In my experience, the people who most vociferously say that life isn't fair are usually the ones who go furthest out of their way to make it unfair.  This is the reason conservatives want as few rules and regulations as possible, especially in business.  Rules inhibit the conservatives' ability to 1) game the system (cheat), 2) try and satisfy their personal desires for wealth and power, and 3) achieve their ultimate desire, winning at life, a nebulous and transient concept.            

This desire to win explains the conservatives' intransigence on leaving Iraq, just as they fought so hard against leaving Vietnam.  It is a direct assault on their self image to admit that they were wrong in their desires, and undertook a plan they could not complete.  They try to dress up their intransigence as patriotism or fear of some enemy, and throw billions of good dollars after bad, all the while making certain their cronies wring every penny of profit they can from the war, so they can win economically at home.            

I finished reading Thomas Frank's new book The Wrecking Crew: How Conservatives Rule; just before I sat down to write the last eight paragraphs of this article.  Mr.
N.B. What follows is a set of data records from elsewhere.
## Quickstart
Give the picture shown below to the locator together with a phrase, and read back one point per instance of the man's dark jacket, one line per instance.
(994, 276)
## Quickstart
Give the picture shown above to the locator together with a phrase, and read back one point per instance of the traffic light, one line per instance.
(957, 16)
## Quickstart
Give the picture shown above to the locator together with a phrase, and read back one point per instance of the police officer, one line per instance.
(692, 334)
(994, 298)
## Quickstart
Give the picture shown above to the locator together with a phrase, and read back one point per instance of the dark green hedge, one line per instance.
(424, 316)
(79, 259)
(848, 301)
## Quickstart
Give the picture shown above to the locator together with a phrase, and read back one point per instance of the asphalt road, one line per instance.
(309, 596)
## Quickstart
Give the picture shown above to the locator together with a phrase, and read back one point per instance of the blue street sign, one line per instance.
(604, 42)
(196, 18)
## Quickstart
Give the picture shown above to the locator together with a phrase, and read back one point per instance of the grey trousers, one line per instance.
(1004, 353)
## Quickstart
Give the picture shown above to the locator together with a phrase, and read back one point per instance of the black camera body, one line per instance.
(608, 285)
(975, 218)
Frank lays out in detail the evolution of conservative politics from Barry Goldwater to Karl Rove.  The modern conservative movement relies much more on the destructive political strategies and morals of Stalin, Brezhnev, and Mao then it does on those of Edmund Burke, John Adams, Benjamin Disraeli, and Robert Taft.  The modern conservative does not care who or what they destroy, as long as they win.  His last chapter says much the same thing as this article, although we arrived at our conclusions independently from different directions.  I recommend the book highly.            
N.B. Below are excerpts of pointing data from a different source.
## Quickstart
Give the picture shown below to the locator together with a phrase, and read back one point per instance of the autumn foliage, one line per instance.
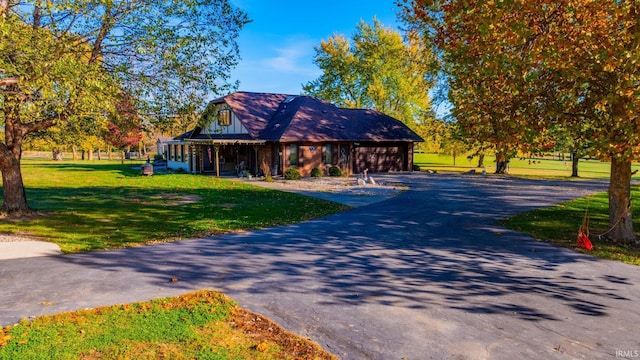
(522, 73)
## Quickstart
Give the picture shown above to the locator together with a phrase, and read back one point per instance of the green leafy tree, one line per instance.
(63, 61)
(518, 69)
(376, 69)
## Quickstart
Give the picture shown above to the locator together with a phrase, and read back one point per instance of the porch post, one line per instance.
(255, 148)
(216, 149)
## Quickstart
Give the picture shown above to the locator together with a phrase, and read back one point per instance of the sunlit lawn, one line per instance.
(200, 325)
(91, 205)
(557, 224)
(529, 167)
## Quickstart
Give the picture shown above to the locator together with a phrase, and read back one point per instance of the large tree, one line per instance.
(376, 69)
(567, 63)
(61, 61)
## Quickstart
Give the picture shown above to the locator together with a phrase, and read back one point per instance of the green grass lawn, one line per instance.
(93, 205)
(525, 167)
(557, 224)
(199, 325)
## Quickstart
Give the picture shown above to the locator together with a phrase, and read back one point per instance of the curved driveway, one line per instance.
(425, 275)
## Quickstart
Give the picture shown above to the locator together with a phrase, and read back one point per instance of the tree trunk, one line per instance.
(620, 225)
(574, 164)
(501, 163)
(15, 197)
(480, 160)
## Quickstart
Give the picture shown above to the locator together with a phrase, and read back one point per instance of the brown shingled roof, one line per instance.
(290, 118)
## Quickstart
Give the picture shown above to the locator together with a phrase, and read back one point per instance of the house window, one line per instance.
(328, 154)
(224, 117)
(293, 155)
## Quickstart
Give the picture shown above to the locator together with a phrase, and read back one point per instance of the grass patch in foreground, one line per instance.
(559, 225)
(94, 205)
(524, 167)
(199, 325)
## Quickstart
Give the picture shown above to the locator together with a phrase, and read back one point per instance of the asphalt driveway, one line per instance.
(425, 275)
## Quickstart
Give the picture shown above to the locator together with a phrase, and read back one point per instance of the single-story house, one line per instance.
(253, 131)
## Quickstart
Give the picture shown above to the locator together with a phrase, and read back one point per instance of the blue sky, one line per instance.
(277, 47)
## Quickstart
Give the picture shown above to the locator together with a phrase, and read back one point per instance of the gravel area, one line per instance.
(336, 185)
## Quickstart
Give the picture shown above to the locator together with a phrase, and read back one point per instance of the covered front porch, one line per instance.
(225, 157)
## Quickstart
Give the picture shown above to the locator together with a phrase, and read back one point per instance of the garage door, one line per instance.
(379, 159)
It is time that we force the plutocratic conservatives and their Republican lap dogs to play fair once again.  First and foremost, the Republicans must be turned out in November, and any and all reports of election fraud thoroughly investigated.  Bush and Cheney must be impeached and prosecuted, stringent ethics laws must be instituted, the election season shortened, and mandatory public finance of elections made the law of the land.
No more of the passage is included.